The US unemployment rate returned to a historic low of 3.5% in December. Not everyone is celebrating, however: Jobless rates for Black women and Latino men still haven’t recovered fully from the pandemic.
The unemployment rate for Black women aged 20 years and older rose to 5.5% in December, from 5.2% in November, according to the Bureau of Labor Statistics. It was 4.8% in February 2020, the month before Covid lockdowns rocked the US economy.
For Latino men, unemployment rose 0.4 percentage points to 4% last month, higher than the 3.1% unemployment rate in February 2020.
But for many other demographics, unemployment is lower or the same now as it was before the pandemic. For White women 20 years and older, the rate was 2.8% in December. The jobless rate was around 2.5% for Asians, 3% for Whites, and 4% for Latinos, according to the BLS.
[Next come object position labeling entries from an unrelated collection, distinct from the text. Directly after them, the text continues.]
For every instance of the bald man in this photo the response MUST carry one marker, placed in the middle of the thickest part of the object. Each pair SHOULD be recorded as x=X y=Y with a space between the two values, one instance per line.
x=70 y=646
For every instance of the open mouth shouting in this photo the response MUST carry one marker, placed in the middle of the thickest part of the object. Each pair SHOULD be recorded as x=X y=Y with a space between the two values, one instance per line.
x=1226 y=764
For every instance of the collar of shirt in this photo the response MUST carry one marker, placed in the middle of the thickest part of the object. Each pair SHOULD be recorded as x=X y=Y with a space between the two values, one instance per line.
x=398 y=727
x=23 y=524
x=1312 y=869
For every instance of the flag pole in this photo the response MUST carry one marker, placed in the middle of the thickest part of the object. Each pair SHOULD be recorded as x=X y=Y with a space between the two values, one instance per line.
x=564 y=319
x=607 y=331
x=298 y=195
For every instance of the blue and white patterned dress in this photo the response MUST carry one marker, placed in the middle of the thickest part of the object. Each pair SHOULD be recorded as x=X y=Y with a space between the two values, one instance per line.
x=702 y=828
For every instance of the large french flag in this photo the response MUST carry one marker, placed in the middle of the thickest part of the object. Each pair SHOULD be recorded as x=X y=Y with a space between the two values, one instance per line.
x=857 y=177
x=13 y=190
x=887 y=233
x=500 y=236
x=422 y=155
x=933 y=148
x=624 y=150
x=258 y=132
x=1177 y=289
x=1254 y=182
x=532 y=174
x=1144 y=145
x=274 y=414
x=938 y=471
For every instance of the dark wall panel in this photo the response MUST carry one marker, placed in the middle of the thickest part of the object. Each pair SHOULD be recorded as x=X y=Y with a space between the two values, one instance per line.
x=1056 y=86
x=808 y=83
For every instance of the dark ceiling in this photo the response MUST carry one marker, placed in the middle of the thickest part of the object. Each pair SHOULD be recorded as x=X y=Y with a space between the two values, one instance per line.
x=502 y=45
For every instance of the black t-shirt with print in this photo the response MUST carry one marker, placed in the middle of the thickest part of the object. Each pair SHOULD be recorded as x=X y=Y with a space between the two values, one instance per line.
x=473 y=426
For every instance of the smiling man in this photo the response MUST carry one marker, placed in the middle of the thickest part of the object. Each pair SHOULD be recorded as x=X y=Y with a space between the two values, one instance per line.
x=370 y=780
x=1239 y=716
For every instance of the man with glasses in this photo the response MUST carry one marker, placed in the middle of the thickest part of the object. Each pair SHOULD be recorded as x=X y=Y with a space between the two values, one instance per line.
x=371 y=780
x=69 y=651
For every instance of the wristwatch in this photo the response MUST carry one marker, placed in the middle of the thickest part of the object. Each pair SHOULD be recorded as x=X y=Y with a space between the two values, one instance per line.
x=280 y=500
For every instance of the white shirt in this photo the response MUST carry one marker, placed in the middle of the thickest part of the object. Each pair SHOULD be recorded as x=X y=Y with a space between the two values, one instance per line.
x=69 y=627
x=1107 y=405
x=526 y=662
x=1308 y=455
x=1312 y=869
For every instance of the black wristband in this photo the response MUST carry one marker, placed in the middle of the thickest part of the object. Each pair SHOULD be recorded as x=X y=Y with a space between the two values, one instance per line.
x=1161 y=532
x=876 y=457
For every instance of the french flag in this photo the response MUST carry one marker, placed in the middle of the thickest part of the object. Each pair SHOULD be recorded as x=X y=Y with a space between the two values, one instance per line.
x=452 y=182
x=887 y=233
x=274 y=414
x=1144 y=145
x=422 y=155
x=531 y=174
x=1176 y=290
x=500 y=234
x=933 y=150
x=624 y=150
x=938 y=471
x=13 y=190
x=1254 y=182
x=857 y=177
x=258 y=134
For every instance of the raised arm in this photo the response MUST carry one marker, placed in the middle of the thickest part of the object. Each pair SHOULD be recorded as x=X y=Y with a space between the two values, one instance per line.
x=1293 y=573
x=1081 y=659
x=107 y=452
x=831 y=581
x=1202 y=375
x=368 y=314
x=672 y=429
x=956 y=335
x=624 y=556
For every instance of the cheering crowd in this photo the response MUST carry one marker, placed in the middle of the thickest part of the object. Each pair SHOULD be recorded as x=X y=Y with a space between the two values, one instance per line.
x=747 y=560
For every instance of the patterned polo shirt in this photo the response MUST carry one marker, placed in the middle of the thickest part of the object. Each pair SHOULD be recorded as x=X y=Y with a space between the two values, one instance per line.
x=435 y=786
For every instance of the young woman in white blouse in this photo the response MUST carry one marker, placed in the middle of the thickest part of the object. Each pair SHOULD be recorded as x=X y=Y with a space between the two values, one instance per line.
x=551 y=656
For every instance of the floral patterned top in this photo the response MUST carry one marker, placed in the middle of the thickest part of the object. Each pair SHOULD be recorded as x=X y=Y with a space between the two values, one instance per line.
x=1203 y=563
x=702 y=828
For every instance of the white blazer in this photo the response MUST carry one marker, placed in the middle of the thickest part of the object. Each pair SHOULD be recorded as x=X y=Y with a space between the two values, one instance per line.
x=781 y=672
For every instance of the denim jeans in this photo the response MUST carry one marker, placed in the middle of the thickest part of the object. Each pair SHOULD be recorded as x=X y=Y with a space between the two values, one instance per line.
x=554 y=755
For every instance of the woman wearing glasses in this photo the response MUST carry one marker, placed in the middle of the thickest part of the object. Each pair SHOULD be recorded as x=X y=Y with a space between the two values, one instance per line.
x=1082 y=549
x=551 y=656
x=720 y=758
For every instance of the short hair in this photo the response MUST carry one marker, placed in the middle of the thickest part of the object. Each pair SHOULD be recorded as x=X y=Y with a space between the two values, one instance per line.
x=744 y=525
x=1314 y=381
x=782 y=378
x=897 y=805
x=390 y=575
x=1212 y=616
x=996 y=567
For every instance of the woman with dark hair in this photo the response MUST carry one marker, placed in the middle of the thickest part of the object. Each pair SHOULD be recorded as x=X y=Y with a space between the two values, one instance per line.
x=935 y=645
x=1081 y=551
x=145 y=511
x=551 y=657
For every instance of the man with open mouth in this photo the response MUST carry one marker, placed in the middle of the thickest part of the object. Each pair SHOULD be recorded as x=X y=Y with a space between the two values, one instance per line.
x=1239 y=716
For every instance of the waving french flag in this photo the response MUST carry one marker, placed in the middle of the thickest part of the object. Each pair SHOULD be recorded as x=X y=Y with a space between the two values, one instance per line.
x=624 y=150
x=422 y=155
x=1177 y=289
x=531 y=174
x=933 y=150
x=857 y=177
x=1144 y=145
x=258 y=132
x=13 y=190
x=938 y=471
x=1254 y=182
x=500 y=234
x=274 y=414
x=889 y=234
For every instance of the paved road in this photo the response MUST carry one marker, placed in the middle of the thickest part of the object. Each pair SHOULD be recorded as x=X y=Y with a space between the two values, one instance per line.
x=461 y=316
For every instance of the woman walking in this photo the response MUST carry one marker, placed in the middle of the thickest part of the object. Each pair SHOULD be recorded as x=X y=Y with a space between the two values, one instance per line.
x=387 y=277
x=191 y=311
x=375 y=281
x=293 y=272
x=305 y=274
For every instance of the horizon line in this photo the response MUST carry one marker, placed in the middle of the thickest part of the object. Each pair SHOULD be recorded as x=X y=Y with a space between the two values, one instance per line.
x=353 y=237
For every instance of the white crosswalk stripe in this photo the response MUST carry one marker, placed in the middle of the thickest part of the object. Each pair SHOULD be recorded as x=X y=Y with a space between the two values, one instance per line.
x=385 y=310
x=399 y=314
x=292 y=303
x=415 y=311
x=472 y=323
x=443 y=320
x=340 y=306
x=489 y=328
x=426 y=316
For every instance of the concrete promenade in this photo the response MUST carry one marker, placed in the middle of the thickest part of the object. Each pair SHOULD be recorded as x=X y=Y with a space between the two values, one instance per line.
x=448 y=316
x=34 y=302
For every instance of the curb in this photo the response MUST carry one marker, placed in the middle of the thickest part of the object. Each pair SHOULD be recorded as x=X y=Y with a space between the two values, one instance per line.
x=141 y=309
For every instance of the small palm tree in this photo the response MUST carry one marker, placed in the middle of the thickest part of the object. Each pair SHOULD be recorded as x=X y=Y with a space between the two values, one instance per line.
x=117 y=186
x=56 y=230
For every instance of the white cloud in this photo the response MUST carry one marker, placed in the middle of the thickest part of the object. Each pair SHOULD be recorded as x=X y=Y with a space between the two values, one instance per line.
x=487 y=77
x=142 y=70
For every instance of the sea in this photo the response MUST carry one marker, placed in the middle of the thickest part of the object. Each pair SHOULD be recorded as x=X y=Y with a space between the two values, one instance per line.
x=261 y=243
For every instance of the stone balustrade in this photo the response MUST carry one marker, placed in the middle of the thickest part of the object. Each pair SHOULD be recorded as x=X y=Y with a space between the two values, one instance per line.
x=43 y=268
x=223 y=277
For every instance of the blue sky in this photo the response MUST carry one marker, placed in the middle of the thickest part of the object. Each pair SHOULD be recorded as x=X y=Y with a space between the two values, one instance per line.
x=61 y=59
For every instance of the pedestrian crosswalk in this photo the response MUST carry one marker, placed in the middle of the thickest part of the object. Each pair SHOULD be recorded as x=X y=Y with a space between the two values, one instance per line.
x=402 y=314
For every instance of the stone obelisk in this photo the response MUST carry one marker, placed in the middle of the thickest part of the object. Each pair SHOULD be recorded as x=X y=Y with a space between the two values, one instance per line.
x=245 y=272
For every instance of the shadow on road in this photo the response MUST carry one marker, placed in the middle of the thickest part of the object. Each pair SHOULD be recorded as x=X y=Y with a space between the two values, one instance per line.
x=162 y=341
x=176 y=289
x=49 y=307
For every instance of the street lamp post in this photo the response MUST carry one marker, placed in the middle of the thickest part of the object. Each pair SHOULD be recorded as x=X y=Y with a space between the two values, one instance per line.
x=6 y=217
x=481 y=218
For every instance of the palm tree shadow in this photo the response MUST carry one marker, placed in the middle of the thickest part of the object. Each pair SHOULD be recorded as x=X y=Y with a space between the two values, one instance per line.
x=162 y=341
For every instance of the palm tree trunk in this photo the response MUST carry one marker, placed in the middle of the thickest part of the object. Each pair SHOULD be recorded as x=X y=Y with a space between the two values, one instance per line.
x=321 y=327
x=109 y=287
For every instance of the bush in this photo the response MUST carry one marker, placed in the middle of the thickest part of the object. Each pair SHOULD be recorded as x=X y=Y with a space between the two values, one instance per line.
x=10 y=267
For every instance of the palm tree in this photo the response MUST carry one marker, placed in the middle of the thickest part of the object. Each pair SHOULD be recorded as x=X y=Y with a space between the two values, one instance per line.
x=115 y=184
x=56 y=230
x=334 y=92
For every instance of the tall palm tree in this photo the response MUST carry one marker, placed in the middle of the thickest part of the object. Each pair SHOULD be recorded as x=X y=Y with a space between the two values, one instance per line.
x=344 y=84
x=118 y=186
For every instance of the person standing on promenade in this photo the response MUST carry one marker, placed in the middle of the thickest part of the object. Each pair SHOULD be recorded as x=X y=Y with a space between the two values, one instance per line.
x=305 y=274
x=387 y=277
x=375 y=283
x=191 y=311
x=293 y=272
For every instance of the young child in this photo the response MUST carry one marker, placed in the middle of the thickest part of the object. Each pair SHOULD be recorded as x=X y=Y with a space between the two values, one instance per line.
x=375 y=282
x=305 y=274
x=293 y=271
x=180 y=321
There are several reasons for the rise in unemployment for Black women and Latinos, said Kate Bahn, chief economist at the Washington Center for Equitable Growth, a nonprofit research and grantmaking organization.
Chief among those are the lingering effects of the pandemic, occupational segregation that crowds people of color in low-paying jobs, and women’s caregiving responsibilities within families???
“We’ve had a really remarkable recovery, but it appears as though Black women …we know they lost the most initially for a variety of reasons … have not yet recovered the same way other groups of workers have,” Bahn told CNN.
“What we saw was Black women were in this truly impossible position of being primary caregivers in families while working jobs that were hit (some of) the hardest in the pandemic,” Bahn said, noting that the retail, hospitality and health care sectors were disproportionately impacted by job loss and job risk.
Leisure and hospitality lost more than 8.2 million jobs at the outset of the pandemic, nearly half of the sector’s total employment in February 2020. During the past two years, those jobs have come back, but the sector is still nearly 5.5% below pre-pandemic employment levels, according to BLS data.
The Fed effect
The government’s current response to inflation may also be playing a role in rising unemployment for Latino men and Black women, Bahn said.
“Cooling the economy, the way the Fed is intentionally doing to mitigate inflation, it’s going to be those marginalized workers or workers with the least power who will lose initially,” she said. “So that might be some of what we’re seeing there as well.”
Hispanic workers are still trying to recover from early in the pandemic, when they suffered the highest unemployment rates on record. In April 2020, the Hispanic unemployment rate shot up to 18.1% after hovering at around 4% pre-pandemic, BLS data shows.
Latinos and Black workers are also up against structural racism and implicit bias, Bahn added, noting that “even people who may not hold racist beliefs will ultimately replicate racist outcomes.”
Employers are less likely to make job offers to Black people, Bahn said. And when they do, the money on the table is often lower. In addition, when company downsizing happens, Black employees are more likely to be laid off, she said.
“These things sort of all intersect with each other and just lead to, generally speaking, higher barriers to economic security for Black workers,” she said.